O atleta opta por manter um alto nível de exercício físico com baixa ingestão calórica para alcançar o peso desejado. Segundo ele, mesmo assim é preciso ter cuidado: com uma baixa ingestão de calorias, o corpo busca energia no próprio músculo, impactando negativamente outros processos fisiológicos. Em casos extremos, a fonte de energia simplesmente se esgota e o atleta não consegue continuar a luta.
Existem outras táticas que podem ser consideradas como desleais e que não são identificadas por meio de exames laboratoriais, como a aplicação de soro para uma rápida reidratação. "Para você ver que uma pessoa utilizou isso é muito difícil, só se sair procurando o furinho da agulha na pele", brinca Danilo, ressaltando, entretanto, que isso não é frequente no judô.
Isso não implica necessariamente uma alteração nas regras atuais do judô. O ideal é manter um acompanhamento dos dados para criar regras que inibam a perda de peso exagerada, pois essa prática pode colocar a saúde do competidor em risco. Segundo o autor da pesquisa, as federações e confederações de judô "poderiam mensurar o nível de hidratação desses atletas perto da pesagem", por exemplo.

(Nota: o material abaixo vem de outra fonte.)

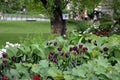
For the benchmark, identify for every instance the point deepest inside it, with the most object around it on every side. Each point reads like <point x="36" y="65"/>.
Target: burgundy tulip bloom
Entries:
<point x="61" y="53"/>
<point x="67" y="55"/>
<point x="89" y="40"/>
<point x="55" y="43"/>
<point x="75" y="48"/>
<point x="59" y="49"/>
<point x="4" y="54"/>
<point x="71" y="48"/>
<point x="4" y="78"/>
<point x="13" y="59"/>
<point x="5" y="61"/>
<point x="36" y="77"/>
<point x="105" y="49"/>
<point x="80" y="46"/>
<point x="52" y="53"/>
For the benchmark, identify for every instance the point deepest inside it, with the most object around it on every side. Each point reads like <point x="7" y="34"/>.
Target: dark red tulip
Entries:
<point x="36" y="77"/>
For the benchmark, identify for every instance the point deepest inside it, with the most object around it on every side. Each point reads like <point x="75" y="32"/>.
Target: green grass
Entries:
<point x="14" y="31"/>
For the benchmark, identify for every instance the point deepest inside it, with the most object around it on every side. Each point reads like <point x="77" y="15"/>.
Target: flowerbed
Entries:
<point x="76" y="57"/>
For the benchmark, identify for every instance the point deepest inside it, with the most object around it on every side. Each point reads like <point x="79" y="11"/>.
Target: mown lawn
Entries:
<point x="15" y="31"/>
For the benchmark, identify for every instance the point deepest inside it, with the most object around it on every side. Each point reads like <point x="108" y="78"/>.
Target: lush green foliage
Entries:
<point x="77" y="57"/>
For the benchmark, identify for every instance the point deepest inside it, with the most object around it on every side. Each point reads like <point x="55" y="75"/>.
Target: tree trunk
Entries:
<point x="58" y="25"/>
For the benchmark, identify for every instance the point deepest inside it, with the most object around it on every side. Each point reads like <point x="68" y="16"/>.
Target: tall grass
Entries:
<point x="15" y="31"/>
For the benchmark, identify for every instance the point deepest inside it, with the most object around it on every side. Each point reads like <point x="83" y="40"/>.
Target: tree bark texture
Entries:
<point x="58" y="25"/>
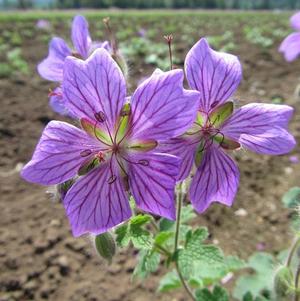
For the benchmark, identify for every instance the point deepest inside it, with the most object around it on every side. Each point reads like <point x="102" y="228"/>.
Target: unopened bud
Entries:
<point x="105" y="246"/>
<point x="120" y="60"/>
<point x="63" y="188"/>
<point x="283" y="282"/>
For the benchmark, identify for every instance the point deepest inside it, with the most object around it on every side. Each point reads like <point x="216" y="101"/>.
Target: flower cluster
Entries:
<point x="290" y="46"/>
<point x="140" y="145"/>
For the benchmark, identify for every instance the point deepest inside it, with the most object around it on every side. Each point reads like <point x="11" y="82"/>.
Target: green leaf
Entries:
<point x="263" y="266"/>
<point x="187" y="214"/>
<point x="140" y="220"/>
<point x="166" y="224"/>
<point x="148" y="263"/>
<point x="122" y="236"/>
<point x="221" y="113"/>
<point x="169" y="282"/>
<point x="162" y="237"/>
<point x="218" y="294"/>
<point x="196" y="252"/>
<point x="140" y="237"/>
<point x="291" y="199"/>
<point x="105" y="246"/>
<point x="197" y="237"/>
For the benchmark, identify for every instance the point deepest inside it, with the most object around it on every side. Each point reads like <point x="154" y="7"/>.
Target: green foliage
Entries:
<point x="148" y="263"/>
<point x="206" y="274"/>
<point x="260" y="282"/>
<point x="283" y="282"/>
<point x="5" y="70"/>
<point x="105" y="246"/>
<point x="255" y="36"/>
<point x="169" y="282"/>
<point x="249" y="297"/>
<point x="291" y="200"/>
<point x="196" y="251"/>
<point x="134" y="231"/>
<point x="152" y="53"/>
<point x="218" y="294"/>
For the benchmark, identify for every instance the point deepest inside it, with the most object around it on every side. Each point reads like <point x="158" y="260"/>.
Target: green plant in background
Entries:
<point x="14" y="64"/>
<point x="255" y="36"/>
<point x="223" y="42"/>
<point x="152" y="53"/>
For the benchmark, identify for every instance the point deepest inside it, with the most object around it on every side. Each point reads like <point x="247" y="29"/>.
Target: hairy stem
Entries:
<point x="294" y="247"/>
<point x="179" y="198"/>
<point x="297" y="277"/>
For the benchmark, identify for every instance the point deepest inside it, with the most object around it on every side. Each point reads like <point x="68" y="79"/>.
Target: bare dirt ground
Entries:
<point x="39" y="259"/>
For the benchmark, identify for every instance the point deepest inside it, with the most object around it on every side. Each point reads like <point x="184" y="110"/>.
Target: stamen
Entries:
<point x="112" y="179"/>
<point x="85" y="153"/>
<point x="143" y="162"/>
<point x="169" y="39"/>
<point x="77" y="55"/>
<point x="52" y="93"/>
<point x="100" y="116"/>
<point x="112" y="38"/>
<point x="100" y="156"/>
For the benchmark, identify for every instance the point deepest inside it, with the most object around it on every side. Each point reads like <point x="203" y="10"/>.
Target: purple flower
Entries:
<point x="43" y="24"/>
<point x="261" y="128"/>
<point x="290" y="46"/>
<point x="51" y="68"/>
<point x="115" y="151"/>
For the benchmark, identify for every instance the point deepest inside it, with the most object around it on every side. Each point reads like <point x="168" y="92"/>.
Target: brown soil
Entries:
<point x="40" y="260"/>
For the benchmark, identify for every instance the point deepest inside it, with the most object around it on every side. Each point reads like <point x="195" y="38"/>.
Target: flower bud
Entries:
<point x="120" y="60"/>
<point x="283" y="282"/>
<point x="105" y="246"/>
<point x="63" y="188"/>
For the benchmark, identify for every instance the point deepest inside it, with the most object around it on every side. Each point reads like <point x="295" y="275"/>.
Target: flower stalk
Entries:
<point x="179" y="198"/>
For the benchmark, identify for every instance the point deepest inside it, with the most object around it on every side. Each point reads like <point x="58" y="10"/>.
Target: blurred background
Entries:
<point x="140" y="4"/>
<point x="39" y="258"/>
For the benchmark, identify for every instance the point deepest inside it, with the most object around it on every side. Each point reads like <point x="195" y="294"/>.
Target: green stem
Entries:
<point x="178" y="217"/>
<point x="163" y="250"/>
<point x="297" y="277"/>
<point x="292" y="252"/>
<point x="176" y="243"/>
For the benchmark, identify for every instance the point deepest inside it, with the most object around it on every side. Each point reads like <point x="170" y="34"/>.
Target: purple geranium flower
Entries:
<point x="116" y="149"/>
<point x="290" y="46"/>
<point x="43" y="24"/>
<point x="51" y="68"/>
<point x="261" y="128"/>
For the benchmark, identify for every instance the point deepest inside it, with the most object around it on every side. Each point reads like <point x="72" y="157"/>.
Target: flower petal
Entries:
<point x="215" y="74"/>
<point x="57" y="103"/>
<point x="93" y="205"/>
<point x="183" y="148"/>
<point x="295" y="21"/>
<point x="81" y="36"/>
<point x="261" y="128"/>
<point x="57" y="157"/>
<point x="290" y="47"/>
<point x="161" y="108"/>
<point x="216" y="180"/>
<point x="152" y="184"/>
<point x="51" y="68"/>
<point x="93" y="86"/>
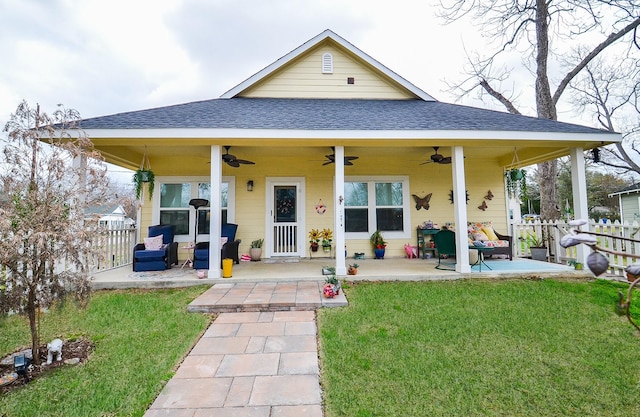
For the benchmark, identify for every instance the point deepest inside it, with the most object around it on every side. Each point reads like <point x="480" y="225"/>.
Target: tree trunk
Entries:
<point x="32" y="310"/>
<point x="547" y="171"/>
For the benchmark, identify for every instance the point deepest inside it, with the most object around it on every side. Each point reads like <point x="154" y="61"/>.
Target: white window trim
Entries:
<point x="406" y="207"/>
<point x="231" y="200"/>
<point x="327" y="63"/>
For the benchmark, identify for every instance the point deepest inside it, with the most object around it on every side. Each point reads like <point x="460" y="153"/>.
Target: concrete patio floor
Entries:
<point x="286" y="269"/>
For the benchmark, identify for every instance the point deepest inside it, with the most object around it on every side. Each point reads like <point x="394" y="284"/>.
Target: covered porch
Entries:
<point x="305" y="269"/>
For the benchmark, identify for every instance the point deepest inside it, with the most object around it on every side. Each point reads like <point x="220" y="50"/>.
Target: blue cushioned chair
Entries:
<point x="229" y="249"/>
<point x="157" y="260"/>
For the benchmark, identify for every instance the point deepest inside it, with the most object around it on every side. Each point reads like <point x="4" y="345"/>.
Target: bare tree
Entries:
<point x="51" y="173"/>
<point x="611" y="93"/>
<point x="527" y="27"/>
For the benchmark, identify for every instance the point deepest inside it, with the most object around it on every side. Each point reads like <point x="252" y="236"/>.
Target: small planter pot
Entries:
<point x="539" y="254"/>
<point x="255" y="253"/>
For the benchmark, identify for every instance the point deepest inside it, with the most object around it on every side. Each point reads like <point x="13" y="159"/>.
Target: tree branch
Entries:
<point x="610" y="39"/>
<point x="498" y="96"/>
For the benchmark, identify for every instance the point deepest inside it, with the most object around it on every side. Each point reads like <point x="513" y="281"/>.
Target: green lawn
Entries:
<point x="140" y="337"/>
<point x="463" y="348"/>
<point x="469" y="348"/>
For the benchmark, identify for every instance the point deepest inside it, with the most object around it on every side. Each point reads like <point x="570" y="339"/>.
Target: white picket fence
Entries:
<point x="552" y="231"/>
<point x="115" y="248"/>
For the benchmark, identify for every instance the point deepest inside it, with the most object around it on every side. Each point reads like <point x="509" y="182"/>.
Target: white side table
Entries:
<point x="189" y="261"/>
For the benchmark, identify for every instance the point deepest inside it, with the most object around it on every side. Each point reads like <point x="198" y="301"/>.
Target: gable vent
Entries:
<point x="327" y="63"/>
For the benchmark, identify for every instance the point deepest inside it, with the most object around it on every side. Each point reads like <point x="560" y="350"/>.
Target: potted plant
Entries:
<point x="378" y="244"/>
<point x="577" y="265"/>
<point x="314" y="238"/>
<point x="516" y="181"/>
<point x="256" y="249"/>
<point x="331" y="287"/>
<point x="537" y="247"/>
<point x="327" y="237"/>
<point x="140" y="177"/>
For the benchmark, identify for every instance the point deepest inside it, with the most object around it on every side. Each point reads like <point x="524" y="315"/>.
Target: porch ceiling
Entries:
<point x="129" y="155"/>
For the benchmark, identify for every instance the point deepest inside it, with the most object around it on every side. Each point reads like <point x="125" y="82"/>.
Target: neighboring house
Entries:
<point x="629" y="203"/>
<point x="110" y="217"/>
<point x="304" y="120"/>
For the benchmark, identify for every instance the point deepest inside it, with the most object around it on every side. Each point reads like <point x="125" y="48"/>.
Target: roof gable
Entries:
<point x="299" y="75"/>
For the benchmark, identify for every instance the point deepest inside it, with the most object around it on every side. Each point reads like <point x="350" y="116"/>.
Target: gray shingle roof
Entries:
<point x="327" y="114"/>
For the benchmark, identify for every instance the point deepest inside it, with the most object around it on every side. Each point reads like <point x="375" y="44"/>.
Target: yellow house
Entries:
<point x="337" y="141"/>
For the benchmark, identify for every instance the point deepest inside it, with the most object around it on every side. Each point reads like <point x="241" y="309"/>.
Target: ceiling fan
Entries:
<point x="438" y="158"/>
<point x="231" y="160"/>
<point x="331" y="159"/>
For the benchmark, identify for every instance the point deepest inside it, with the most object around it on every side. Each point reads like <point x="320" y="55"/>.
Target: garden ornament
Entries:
<point x="55" y="347"/>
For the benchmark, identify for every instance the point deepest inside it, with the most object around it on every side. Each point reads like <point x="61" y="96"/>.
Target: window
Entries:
<point x="327" y="63"/>
<point x="174" y="208"/>
<point x="377" y="204"/>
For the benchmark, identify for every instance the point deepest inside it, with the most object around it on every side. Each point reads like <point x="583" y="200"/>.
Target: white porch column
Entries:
<point x="338" y="218"/>
<point x="215" y="209"/>
<point x="579" y="188"/>
<point x="460" y="209"/>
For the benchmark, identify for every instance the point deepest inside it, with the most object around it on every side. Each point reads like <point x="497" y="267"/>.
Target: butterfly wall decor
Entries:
<point x="422" y="202"/>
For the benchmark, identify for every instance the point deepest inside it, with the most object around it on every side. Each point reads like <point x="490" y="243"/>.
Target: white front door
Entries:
<point x="285" y="217"/>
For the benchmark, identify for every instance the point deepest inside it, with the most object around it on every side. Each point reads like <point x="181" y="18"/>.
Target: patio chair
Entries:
<point x="159" y="259"/>
<point x="229" y="249"/>
<point x="445" y="241"/>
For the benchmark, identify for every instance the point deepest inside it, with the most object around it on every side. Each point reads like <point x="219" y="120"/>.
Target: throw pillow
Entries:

A tendência de que os vencedores teriam recuperado mais massa corporal antes das lutas já havia sido descrita em outras modalidades por Reid Reale, pesquisador do UFC Performance Institute Shanghai, no artigo Individualised dietary strategies for Olympic combat sports: Acute weight loss, recovery and competition nutrition. No entanto, embora existam estudos que apontem uma possível vantagem, a base de evidências ainda não é tão consolidada para dizer que ele é determinante.